The schematic of the experiment system is shown in Fig. 1. An OPO system (Vibrant B, Opotek) pumped by an Nd: YAG laser (Brilliant B, Bigsky) was used to provide laser pulses with a repetition rate of 10Hz and a pulse width of 5.5 ns. The wavelength of the laser was continuously tunable during 680-900 nm. The laser beam with 2 mm in diameter illuminating the bone surface generates PA signals which were received by a 1 MHz unfocused transducer (A303S, Panametrics). To heat the sample uniformly and to realize a precise adjustment of the sample temperature, the sample as well as the transducer was immersed in a temperature controlled water bath (Thermo scientific, microprocessor controlled 280 series). About 10% of the energy of the laser beam was branched out by a glass plate and directed onto a black body which has a flat optical absorption spectrum over 680-900 nm. The PA signals from the black body were detected by another transducer (C310, Parametrics) and then recorded through the second channel of the oscilloscope (TDS 540B, Tektronics) for later normalization of the PA signals from the bone specimen.

Fig. 1.

Fig. 1

Thermal photoacoustic measurement system.

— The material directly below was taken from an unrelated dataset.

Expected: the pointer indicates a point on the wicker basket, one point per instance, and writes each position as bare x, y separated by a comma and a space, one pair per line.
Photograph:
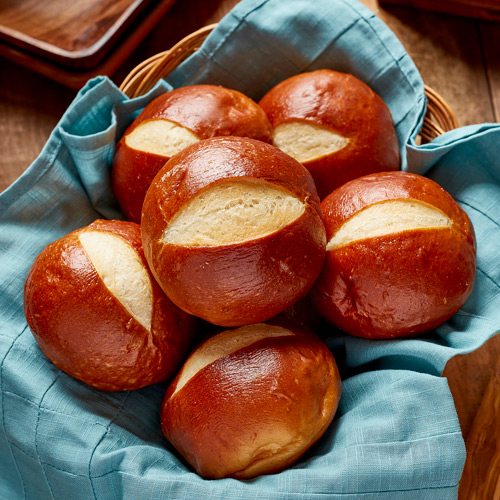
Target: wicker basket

Fresh human bone contains 70% non-organic mineral (hydroxyapatite) and 10% of water. Around 20% of bone is composed of organic compounds, including collagen, lipid and various non-collagenous proteins such as hemoglobin [10]. The percentage of non-organic mineral in total bone mass (or the ratio between non-organic mineral and organic compounds) is directly correlated with the BMD and the strength of the bone. Each of the non-organic and organic materials in the bone has its unique optical absorption spectrum and may contribute to the PA signal from the bone. Over the spectral region of 680-900 nm, the dominant absorbing components in the bone are hydroxyapatite and hemoglobin, while the optical absorption from other materials are relatively low.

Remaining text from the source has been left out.